Many people either find themselves in the position of owning more than one property (even if temporarily during the administration of a relative’s Estate) or because they decide to purchase one for pleasure or investment purposes.
There are several issues to bear in mind to ensure that your enjoyment of the property is maximised and you are not overburdened with unforeseen expense or stress:
1) Capital Gains Tax (“CGT”) when you finally sell the property.People often don’t realise that this applies to inherited property (on the gain from the date of death) and also to properties which used to be your home. For example, it is not unusual for a couple each to have owned their own home before deciding to move in together leaving them with one residence and one investment property. Steps can be taken to legitimately avoid or reduce a CGT charge in these instances.
2) Stamp Duty (“SDLT”) on the purchase of a second property.An additional SDLT charge has recently been introduced and well publicised.The charge is 3% above the normal SDLT rate on all properties valued at more than £40,000. If people think ahead before making an investment purchase they may be able to rearrange their assets to avoid this charge.

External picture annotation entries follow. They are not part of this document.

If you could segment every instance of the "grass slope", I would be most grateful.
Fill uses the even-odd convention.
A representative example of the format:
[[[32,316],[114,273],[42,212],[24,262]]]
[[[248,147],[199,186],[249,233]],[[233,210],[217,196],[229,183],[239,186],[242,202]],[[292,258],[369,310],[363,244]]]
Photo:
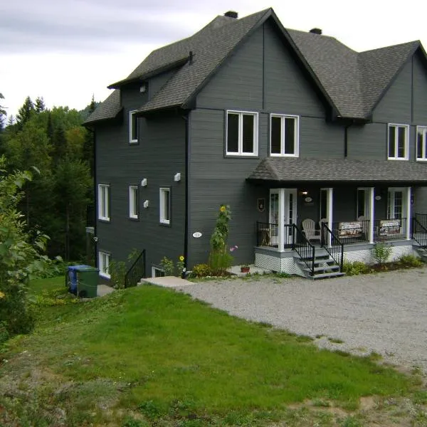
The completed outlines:
[[[58,298],[61,278],[33,285],[37,329],[12,340],[0,365],[0,392],[17,383],[0,393],[4,421],[16,425],[261,425],[291,403],[354,409],[361,396],[403,396],[413,386],[367,359],[320,350],[169,290],[73,303]]]

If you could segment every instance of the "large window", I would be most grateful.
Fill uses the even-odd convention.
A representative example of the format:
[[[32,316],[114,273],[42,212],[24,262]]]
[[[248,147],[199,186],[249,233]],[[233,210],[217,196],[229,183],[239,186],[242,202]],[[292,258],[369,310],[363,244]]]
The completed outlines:
[[[407,125],[389,125],[389,159],[408,159],[409,127]]]
[[[110,278],[110,254],[106,252],[98,252],[98,267],[100,275]]]
[[[160,189],[160,223],[171,223],[171,189]]]
[[[228,111],[226,130],[228,155],[258,155],[258,113]]]
[[[271,115],[270,153],[272,156],[298,156],[299,120],[296,116]]]
[[[98,219],[110,221],[110,186],[98,185]]]
[[[416,128],[416,159],[427,160],[427,127]]]
[[[139,134],[138,117],[137,110],[129,112],[129,143],[137,144]]]
[[[138,218],[138,186],[129,186],[129,218]]]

3) Savings to be made with Holiday Rental Homes.These can include Council Tax relief, Entrepreneurs Relief (to reduce CGT on sale) and very possibly Inheritance Tax advantages, though the Inland Revenue is working hard to resist allowing an IHT saving for holiday rental properties at the moment.This may change however so taking the right advice to ensure that your activities and paperwork are in order is very sensible.
As with all investments the greater profit comes from taking the best professional advice from your Solicitor and Accountant both at stage one and routinely throughout your ownership of the property.